Created 10-07-2015 02:11 AM
I think either this is function is not supported or I am missing something very basic.. but here is the issue -
1) Uploaded a GZipped CSV format file to HDFS - No issues
2) Created an external table using CSV Serde pointing LOCATION to the file in step 1 above. Once the table is created I am able to run queries without any problems.
3) Running a CTAS query with the exact same table layout but in ORC format causes the error below.
Please help !
------- Error -------
Caused by: java.io.IOException: incorrect header check
at org.apache.hadoop.io.compress.zlib.ZlibDecompressor.inflateBytesDirect(Native Method)
at org.apache.hadoop.io.compress.zlib.ZlibDecompressor.decompress(ZlibDecompressor.java:228)
at org.apache.hadoop.io.compress.DecompressorStream.decompress(DecompressorStream.java:91)
at org.apache.hadoop.io.compress.DecompressorStream.read(DecompressorStream.java:85)
at java.io.InputStream.read(InputStream.java:101)
at org.apache.hadoop.util.LineReader.fillBuffer(LineReader.java:180)
at org.apache.hadoop.util.LineReader.readDefaultLine(LineReader.java:216)
at org.apache.hadoop.util.LineReader.readLine(LineReader.java:174)
at org.apache.hadoop.mapred.LineRecordReader.next(LineRecordReader.java:246)
at org.apache.hadoop.mapred.LineRecordReader.next(LineRecordReader.java:47)
at org.apache.hadoop.hive.ql.io.HiveContextAwareRecordReader.doNext(HiveContextAwareRecordReader.java:350)
... 22 more
]], Vertex did not succeed due to OWN_TASK_FAILURE, failedTasks:1 killedTasks:0, Vertex vertex_1443886863664_0003_1_00 [Map 1] killed/failed due to:null]DAG did not succeed due to VERTEX_FAILURE. failedVertices:1 killedVertices:0
at org.apache.hadoop.hive.ql.exec.tez.TezTask.execute(TezTask.java:170)
at org.apache.hadoop.hive.ql.exec.Task.executeTask(Task.java:160)
at org.apache.hadoop.hive.ql.exec.TaskRunner.runSequential(TaskRunner.java:88)
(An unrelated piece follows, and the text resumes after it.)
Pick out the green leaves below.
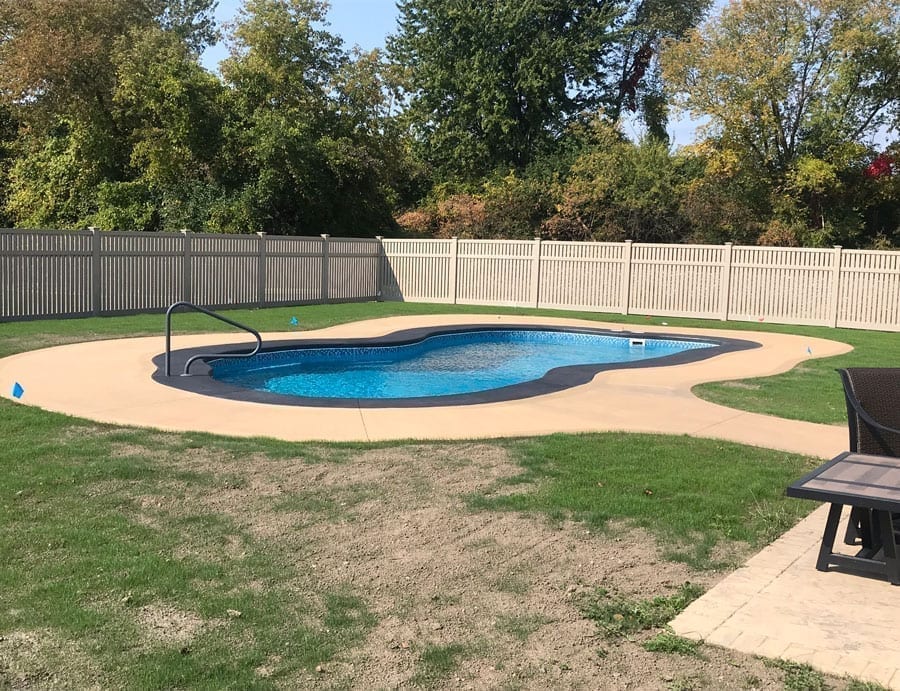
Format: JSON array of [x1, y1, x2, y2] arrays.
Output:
[[389, 0, 622, 180]]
at org.apache.hadoop.hive.ql.Driver.launchTask(Driver.java:1653)
at org.apache.hadoop.hive.ql.Driver.execute(Driver.java:1412)
at org.apache.hadoop.hive.ql.Driver.runInternal(Driver.java:1195)
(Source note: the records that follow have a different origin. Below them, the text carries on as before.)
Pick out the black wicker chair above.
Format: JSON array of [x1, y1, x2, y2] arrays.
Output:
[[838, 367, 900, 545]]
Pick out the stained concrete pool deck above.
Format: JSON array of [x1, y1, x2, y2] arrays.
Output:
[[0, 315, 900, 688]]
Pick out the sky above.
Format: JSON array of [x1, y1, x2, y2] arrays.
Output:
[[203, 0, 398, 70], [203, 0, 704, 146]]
at org.apache.hadoop.hive.ql.Driver.run(Driver.java:1059)
at org.apache.hadoop.hive.ql.Driver.run(Driver.java:1054)
at org.apache.hive.service.cli.operation.SQLOperation.runQuery(SQLOperation.java:154)
... 11 more
Created 10-07-2015 03:24 PM
One way you can achieve the transformation of your CSV data to ORC would be to do the following:
1. Register your CSV GZ data as a text table, something like:
create table <tablename>_txt (...) location '...';
2. Create equivalent ORC table
create table <tablename>_orc (...) stored as orc;
3. Populate the data into equivalent ORC table
insert overwrite table <tablename>_orc select * from <tablename>_txt;
I have used this in the past and worked for me.
Created 10-07-2015 02:37 AM
Could be a real bug. What is HDP/hive version you are using?
Created 10-07-2015 06:15 AM
Could you copy-paste the queries in 2) and 3) ?
You cannot create external table with CTAS (https://cwiki.apache.org/confluence/display/Hive/LanguageManual+DDL#LanguageManualDDL-CreateTableAsSelect(CTAS) ) but I am not sure this is the error you have. So pasting the queries would help.
Thanks.
Created 10-07-2015 03:24 PM
One way you can achieve the transformation of your CSV data to ORC would be to do the following:
1. Register your CSV GZ data as a text table, something like:
create table <tablename>_txt (...) location '...';
2. Create equivalent ORC table
create table <tablename>_orc (...) stored as orc;
3. Populate the data into equivalent ORC table
insert overwrite table <tablename>_orc select * from <tablename>_txt;
I have used this in the past and worked for me.